When analyzing a population, it is often impractical to study every individual. Instead, smaller samples are taken, and their statistics (e.g., sample mean) are used to estimate population parameters. The sampling distribution represents the variability of these sample statistics.

A sampling distribution is the probability distribution of a statistic obtained by selecting random samples from a population, crucial for making inferences about that population.

To understand, watch the following video

Sampling distribution is important to study because it provides an overview of how a sample statistic, such as the mean or proportion, will behave if sampling is repeated multiple times. By understanding this concept, we can measure uncertainty, construct confidence intervals, and conduct hypothesis tests correctly. In essence, the sampling distribution is the foundation that allows us to draw accurate conclusions about a population solely from sample data.

5.1 Review of Probability Theory

The review of probability theory covers essential concepts such as the sample space, event space, probability measure, and axioms of probability. It also includes the calculus of probability, random variables, probability distributions, expectation, moments, and extreme-value distributions. The review is suitable for those who have completed a course on probability and statistics and provides a foundational understanding for further study in related fields.

5.2 Example

  • Suppose we have a jar that contains 200 green marbles, and 300 blue marbles. If a marble is drawn three times with replacement, what is the probability of drawing at least two green marbles?

Probability of Green

\[ P(\text{Green}) = \frac{\text{number of successful outcomes}}{\text{total number of outcomes}} \]
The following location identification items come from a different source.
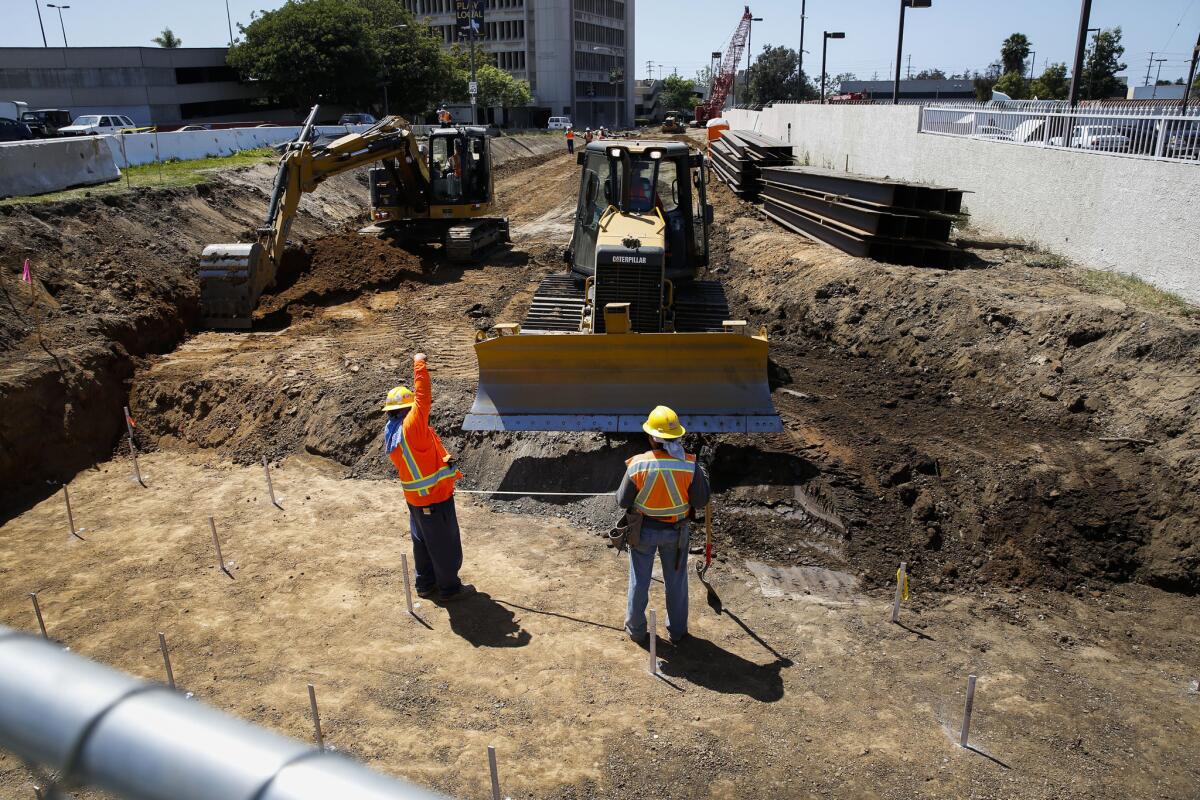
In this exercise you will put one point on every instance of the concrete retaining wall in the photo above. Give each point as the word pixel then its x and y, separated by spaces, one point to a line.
pixel 54 164
pixel 1105 211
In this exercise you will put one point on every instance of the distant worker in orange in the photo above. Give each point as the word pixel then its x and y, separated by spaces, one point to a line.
pixel 666 486
pixel 427 476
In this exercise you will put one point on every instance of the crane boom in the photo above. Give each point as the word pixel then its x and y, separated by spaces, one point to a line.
pixel 723 82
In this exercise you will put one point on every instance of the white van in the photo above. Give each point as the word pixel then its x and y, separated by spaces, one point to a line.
pixel 97 124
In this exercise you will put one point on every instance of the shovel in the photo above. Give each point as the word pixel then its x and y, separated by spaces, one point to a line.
pixel 702 569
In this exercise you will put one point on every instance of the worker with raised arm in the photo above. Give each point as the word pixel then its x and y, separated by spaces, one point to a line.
pixel 427 475
pixel 666 486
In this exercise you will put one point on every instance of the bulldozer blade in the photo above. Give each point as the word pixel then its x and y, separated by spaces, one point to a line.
pixel 610 382
pixel 232 278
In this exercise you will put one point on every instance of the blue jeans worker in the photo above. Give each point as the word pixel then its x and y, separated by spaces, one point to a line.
pixel 427 477
pixel 665 485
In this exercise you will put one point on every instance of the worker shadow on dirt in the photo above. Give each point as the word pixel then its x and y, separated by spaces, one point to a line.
pixel 706 663
pixel 485 623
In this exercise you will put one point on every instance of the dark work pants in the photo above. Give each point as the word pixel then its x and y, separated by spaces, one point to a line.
pixel 437 547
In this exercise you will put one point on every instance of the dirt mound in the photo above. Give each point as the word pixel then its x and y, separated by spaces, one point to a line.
pixel 114 281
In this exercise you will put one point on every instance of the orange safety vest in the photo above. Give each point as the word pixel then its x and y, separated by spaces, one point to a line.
pixel 663 483
pixel 424 483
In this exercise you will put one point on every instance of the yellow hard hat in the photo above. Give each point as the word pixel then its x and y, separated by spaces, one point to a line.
pixel 664 423
pixel 400 397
\[ P(\text{Green}) = \frac{200}{500} = 0.4 \]


Probability of Blue

\[ P(\text{Blue}) = \frac{\text{number of unsuccessful outcomes}}{\text{total number of outcomes}} \]
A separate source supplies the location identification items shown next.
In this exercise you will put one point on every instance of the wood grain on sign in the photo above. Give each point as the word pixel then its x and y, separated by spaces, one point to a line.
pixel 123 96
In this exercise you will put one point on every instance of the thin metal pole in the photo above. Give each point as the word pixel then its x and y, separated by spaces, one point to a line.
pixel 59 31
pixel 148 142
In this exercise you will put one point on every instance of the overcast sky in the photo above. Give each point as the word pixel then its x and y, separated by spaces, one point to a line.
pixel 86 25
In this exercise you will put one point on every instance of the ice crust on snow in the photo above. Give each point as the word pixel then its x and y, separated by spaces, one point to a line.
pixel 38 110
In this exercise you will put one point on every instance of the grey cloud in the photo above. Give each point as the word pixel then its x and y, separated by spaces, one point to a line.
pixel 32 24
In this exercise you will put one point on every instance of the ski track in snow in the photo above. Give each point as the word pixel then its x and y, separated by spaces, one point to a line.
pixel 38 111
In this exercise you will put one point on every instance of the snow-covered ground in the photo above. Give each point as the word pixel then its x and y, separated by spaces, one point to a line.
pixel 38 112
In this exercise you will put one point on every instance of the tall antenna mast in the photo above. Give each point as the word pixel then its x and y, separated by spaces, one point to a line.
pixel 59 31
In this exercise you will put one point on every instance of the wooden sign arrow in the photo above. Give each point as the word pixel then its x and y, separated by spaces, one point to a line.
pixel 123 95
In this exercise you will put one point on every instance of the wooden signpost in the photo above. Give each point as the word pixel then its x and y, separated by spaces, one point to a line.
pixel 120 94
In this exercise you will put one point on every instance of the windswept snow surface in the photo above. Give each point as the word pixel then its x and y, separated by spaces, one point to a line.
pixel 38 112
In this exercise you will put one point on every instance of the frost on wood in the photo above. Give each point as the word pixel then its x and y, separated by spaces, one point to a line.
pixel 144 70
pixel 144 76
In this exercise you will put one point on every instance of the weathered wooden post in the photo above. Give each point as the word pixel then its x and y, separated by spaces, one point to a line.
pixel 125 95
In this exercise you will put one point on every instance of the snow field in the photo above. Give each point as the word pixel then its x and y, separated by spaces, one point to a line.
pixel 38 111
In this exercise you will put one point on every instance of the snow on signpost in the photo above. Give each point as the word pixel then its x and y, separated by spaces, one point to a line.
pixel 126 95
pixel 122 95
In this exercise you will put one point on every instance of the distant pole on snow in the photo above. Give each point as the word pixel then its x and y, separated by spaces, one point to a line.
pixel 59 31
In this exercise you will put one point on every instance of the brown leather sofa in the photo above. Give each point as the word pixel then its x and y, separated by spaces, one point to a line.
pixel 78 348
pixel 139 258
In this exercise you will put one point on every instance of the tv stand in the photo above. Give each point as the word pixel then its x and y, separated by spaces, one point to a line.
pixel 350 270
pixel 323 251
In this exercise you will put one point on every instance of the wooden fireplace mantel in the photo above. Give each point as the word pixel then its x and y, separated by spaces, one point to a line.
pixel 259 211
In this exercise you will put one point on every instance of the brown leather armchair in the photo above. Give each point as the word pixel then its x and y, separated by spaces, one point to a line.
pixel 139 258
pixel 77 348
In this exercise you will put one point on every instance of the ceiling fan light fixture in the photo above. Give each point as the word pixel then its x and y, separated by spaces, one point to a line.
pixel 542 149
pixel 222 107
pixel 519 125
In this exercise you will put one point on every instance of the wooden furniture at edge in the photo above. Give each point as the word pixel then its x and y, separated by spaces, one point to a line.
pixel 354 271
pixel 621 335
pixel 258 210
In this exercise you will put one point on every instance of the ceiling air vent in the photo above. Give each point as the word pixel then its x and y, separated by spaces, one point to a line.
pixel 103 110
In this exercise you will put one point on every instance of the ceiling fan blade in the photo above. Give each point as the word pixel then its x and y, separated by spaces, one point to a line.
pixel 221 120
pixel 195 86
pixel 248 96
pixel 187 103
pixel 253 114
\[ P(\text{Blue}) = \frac{300}{500} = 0.6 \]

  • Sampling Distribution of the Sample Mean

Given:

  • Population mean: \(\mu = 13,525\)

  • Population standard deviation: \(\sigma = 4,180\)

  • Sample size: \(n = 100\)

Mean of the Sampling Distribution

\[ \mu_{\bar{X}} = \mu = 13,525 \]

Standard Error of the Mean

\[ \sigma_{\bar{X}} = \frac{\sigma}{\sqrt{n}} \]

Substitute values:

\[ \sigma_{\bar{X}} = \frac{4,180}{\sqrt{100}} \]

\[ \sigma_{\bar{X}} = 418 \]

Interpretation

This means the sample means will cluster around:

\[ 13,525 \quad \text{with variability (standard error) of} \quad 418. \]

5.3 Key Concepts

  1. Definition: The sampling distribution is the distribution of a statistic (e.g., sample mean) calculated from all possible samples of a fixed size from a population. For example, if we repeatedly sample 50 dolphins from a population and calculate their mean weights, the distribution of these means forms the sampling distribution.

  2. Properties: The mean of the sampling distribution of the sample mean equals the population mean (μx̄ = μ). The standard deviation of the sampling distribution (known as the standard error) is given by σx̄ = σ / √n, where σ is the population standard deviation and n is the sample size.

  3. Central Limit Theorem (CLT): Regardless of the population’s shape, the sampling distribution of the sample mean approaches a normal distribution as the sample size increases (n > 30). This is crucial for making statistical inferences.

  4. Types of Sampling Distributions: Sampling Distribution of the Mean: Focuses on the means of samples. For example, the average weight of dolphins in repeated samples. Sampling Distribution of the Proportion: Focuses on proportions, such as the percentage of dolphins that are black in repeated samples. T-Distribution: Used when the population standard deviation is unknown or the sample size is small.

5.4 Applications

Sampling distributions are essential for hypothesis testing, constructing confidence intervals, and making predictions about population parameters. For instance, they help determine the likelihood of observing a sample mean under specific conditions, enabling statisticians to draw conclusions about the population.